After some thought, I decided that I will let the casual living area be the family room where kids can jump on the stained sofas and continue to do whatever they want, whereas I will focus on making a new formal living area in the room which is currently being used as a store room by the family.
This existing store room has proved to be very helpful for all of us since the last few years, as we use it to keep the other part of the house clean and tidy. We hide our dirty laundry (literally) in this place, unfolded clean laundry is tossed in the old playpen here, the ironing table is placed here, kids’ old toys are discarded to this area until a decision is made about them and old cycling gear and tool boxes have also found their way to this place.
So this is pretty much like an unused garage for our family.
I decided to change this modus operandi.

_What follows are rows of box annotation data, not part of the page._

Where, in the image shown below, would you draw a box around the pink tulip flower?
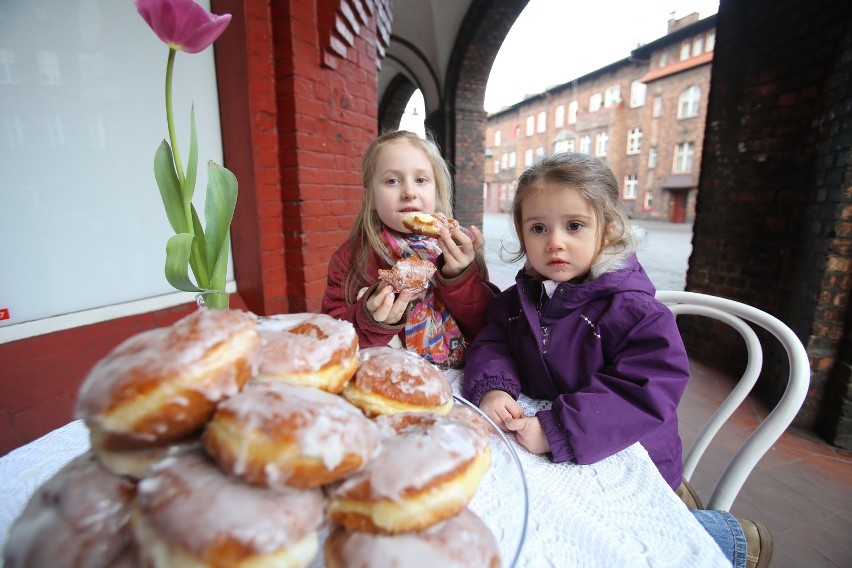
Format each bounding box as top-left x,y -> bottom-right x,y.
135,0 -> 231,53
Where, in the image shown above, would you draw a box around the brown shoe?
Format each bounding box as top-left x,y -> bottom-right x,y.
737,519 -> 773,568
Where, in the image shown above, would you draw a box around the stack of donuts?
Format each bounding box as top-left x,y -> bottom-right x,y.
4,308 -> 500,568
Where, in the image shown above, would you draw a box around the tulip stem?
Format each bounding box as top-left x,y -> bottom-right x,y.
166,47 -> 210,288
166,47 -> 184,185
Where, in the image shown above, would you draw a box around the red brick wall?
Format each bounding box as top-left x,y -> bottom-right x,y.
687,0 -> 852,444
0,0 -> 392,454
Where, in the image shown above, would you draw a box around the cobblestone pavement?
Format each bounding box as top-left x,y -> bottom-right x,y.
482,213 -> 692,290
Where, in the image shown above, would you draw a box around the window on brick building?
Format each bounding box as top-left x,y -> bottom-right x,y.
672,142 -> 695,172
630,81 -> 648,108
692,34 -> 704,57
627,127 -> 642,154
604,85 -> 621,108
677,85 -> 701,118
680,39 -> 692,61
553,138 -> 574,154
553,105 -> 565,128
595,132 -> 609,156
589,93 -> 603,112
624,174 -> 639,199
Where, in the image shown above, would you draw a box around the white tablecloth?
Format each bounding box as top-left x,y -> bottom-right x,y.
0,371 -> 730,568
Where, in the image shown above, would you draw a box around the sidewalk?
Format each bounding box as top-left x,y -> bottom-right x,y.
483,213 -> 852,568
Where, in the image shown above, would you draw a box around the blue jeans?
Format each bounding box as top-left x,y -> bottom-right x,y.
690,510 -> 747,568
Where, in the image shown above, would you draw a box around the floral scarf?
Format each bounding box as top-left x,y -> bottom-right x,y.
382,227 -> 466,368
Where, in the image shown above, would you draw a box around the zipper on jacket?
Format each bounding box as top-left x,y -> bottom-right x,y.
541,325 -> 550,353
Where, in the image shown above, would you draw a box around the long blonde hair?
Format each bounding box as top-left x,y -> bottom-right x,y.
511,152 -> 637,265
344,130 -> 453,303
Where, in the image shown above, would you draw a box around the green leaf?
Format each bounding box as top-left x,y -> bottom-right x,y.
189,203 -> 211,288
166,233 -> 201,292
183,104 -> 198,210
204,160 -> 237,287
154,140 -> 189,233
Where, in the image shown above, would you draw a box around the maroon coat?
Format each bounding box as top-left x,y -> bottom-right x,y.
322,241 -> 500,349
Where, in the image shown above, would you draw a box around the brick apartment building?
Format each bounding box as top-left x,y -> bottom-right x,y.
485,13 -> 716,223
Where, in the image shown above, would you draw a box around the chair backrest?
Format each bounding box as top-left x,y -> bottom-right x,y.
657,291 -> 811,511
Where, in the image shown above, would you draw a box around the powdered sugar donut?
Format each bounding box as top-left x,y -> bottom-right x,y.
4,452 -> 136,568
328,413 -> 491,534
323,509 -> 500,568
379,256 -> 437,294
202,383 -> 379,487
77,309 -> 260,451
343,347 -> 453,416
133,451 -> 323,567
254,313 -> 358,393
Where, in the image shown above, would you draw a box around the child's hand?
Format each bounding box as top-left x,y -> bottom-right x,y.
479,390 -> 524,432
506,416 -> 550,454
438,226 -> 485,278
364,284 -> 413,325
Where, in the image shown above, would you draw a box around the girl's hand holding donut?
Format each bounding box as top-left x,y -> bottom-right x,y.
365,284 -> 414,325
479,389 -> 524,432
438,225 -> 485,278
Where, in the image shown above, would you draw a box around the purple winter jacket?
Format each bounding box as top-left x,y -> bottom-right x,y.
464,254 -> 689,489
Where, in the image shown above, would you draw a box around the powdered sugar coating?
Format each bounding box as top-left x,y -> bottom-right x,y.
379,256 -> 437,293
257,313 -> 358,375
325,509 -> 500,568
333,413 -> 484,501
5,451 -> 136,568
137,451 -> 323,557
205,383 -> 379,487
353,347 -> 453,407
77,309 -> 259,420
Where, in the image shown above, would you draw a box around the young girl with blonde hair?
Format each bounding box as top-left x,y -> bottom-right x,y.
322,130 -> 498,367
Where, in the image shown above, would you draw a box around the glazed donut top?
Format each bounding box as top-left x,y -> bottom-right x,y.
77,309 -> 259,418
353,346 -> 453,407
257,313 -> 358,375
379,256 -> 437,293
402,212 -> 459,237
4,450 -> 136,568
136,451 -> 323,556
334,412 -> 485,501
208,383 -> 379,470
326,509 -> 500,568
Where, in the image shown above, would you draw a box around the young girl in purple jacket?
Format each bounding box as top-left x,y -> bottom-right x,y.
464,153 -> 771,566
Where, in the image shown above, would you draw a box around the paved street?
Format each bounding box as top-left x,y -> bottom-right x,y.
482,213 -> 692,290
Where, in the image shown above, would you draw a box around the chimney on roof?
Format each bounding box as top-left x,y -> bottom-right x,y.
666,12 -> 698,34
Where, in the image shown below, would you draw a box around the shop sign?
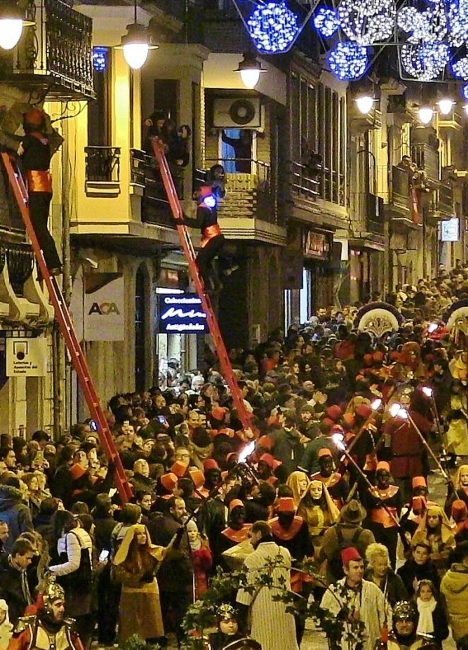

Thus started my search for a new sofa set, some nice chairs, rug, tables — the works! Doing the rounds at different furniture stores made me realize that everything is so bloody expensive! The last big home décor item that I had purchased was 10 years ago when we got married and got our first sofa set. Inflation had really done its work well during the last 10 years.
Everything I saw at the stores, I looked at the price tag in terms of my last drawn salary. So I would look at a 3-seater and think to myself, “wow, I could get two of these every month from the salary I used to get”.
In reality, what did I actually get from that big fat cheque I got in my bank every month? Nothing. That’s true. I didn’t get anything. Because I didn’t have time to get anything.
With a stressful job that often required me to work late hours and forever coordinate with my husband and mom regarding who will pick the kids from school and drop them to the daycare and then pick them at the daycare at closing time and keep them until I could finally call it a day at work. In all of this, I didn’t have time to splurge on luxuries. Yes, I had the money for it but no time or energy to enjoy spending it.
All my actual spending was done for absolutely necessary items mostly purchased online. So every time I realized that my kids had grown out of their clothes or I needed a new pair of pants, I would simply go to one of my trusted online stores and order whatever I needed without comparing prices or waiting for deals. I knew I was paying more than I would if I could just find some time to go to a physical store and check their sale items. But who had that time? Not me.
So earlier when I could afford to hire an interior designer to decorate my new living room with just 2-months of my salary, I didn’t have any motivation to do that then. For 4-years we let an extra room in the house get used as a store room because I didn’t have time to think or work on getting it in order. I tried to convince myself a few times to try and decorate that side of the house but then I reasoned, what for? How many times in a month will I actually go and sit there? Our socializing is normally restricted to meeting friends for dinner or coffee or taking the kids to the park over the weekend!
And now, when I have the time to think about house décor, luxury items, branded stuff, I didn’t have the extra cash to do that. With one-income coming in the house, I had to look at the price tags for everything, very carefully before I decided to pick it up.
This is a change I had anticipated at the time of careful thinking about whether it would make sense for me or not, to give up my career in favor of more time to enjoy my growing kids. Everything comes at a cost and I knew I would have to let go of a lot of money to be able to do the things that I want to do. The choice is always between Time or Money.
I was lucky that I could choose time because I knew that if we managed well, our household could run on one-income, but it couldn’t be a happy household if we hardly get time to spend with each other.
The final thought that made me go for more time in my life was that if this extra money in my bank account is not giving me happiness, then surely the absence of it cannot give me any sorrow either. And after trying it out, I can confirm my hypothesis as true — there is no sorrow with less money and more time.